Ni l’Angleterre, ni la Russie, ni la France n’avaient su « se retourner » assez promptement en présence du fait nouveau, à savoir la constitution de l’Allemagne impériale. Elles s’étaient attardées sur leurs vieilles querelles, leurs vieilles passions et leurs vieilles idées. La diplomatie anglaise, notamment, avec sa confiance un peu hautaine, s’était laissé prendre au piège si habilement tendu. Elle s’était chargée d’introduire l’Allemagne dans la péninsule et à Constantinople.

Tous les autres actes du Congrès se rattachent à ce nœud.

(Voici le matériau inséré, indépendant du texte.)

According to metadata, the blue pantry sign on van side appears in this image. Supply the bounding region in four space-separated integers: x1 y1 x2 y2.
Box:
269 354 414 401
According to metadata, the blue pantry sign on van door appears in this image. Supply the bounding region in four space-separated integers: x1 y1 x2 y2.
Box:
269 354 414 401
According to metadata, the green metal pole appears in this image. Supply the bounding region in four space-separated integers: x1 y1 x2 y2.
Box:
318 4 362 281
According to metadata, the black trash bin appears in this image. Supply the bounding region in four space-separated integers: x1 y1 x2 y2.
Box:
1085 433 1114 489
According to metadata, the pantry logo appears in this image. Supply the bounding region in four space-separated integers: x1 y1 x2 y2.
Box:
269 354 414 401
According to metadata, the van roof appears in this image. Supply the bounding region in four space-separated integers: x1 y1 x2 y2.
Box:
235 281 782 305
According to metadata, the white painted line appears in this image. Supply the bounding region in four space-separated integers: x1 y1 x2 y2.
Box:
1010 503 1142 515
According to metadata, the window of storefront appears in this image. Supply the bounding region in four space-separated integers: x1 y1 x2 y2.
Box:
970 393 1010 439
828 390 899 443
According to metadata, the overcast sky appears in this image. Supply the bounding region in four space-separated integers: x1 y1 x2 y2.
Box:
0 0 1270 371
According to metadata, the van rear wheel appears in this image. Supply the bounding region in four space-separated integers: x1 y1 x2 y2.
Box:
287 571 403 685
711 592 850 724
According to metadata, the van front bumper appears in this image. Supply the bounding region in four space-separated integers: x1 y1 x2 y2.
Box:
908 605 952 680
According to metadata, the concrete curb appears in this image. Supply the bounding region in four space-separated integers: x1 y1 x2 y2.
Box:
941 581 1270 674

La Roumanie est proclamée indépendante. Mais, après un débat des plus pénibles pour elle et où elle fut abandonnée de tous, elle doit accepter, volens nolens, la Dobroudja un peu agrandie en échange de la Bessarabie rendue par elle à la Russie. Sur l’insistance de la France, qui, il est vrai, l’avait défendue pour obtenir une meilleure frontière vers la Dobroudja, elle finit par adhérer à une clause du traité qui accorde la nationalité et l’égalité des droits aux israélites de Roumanie[1].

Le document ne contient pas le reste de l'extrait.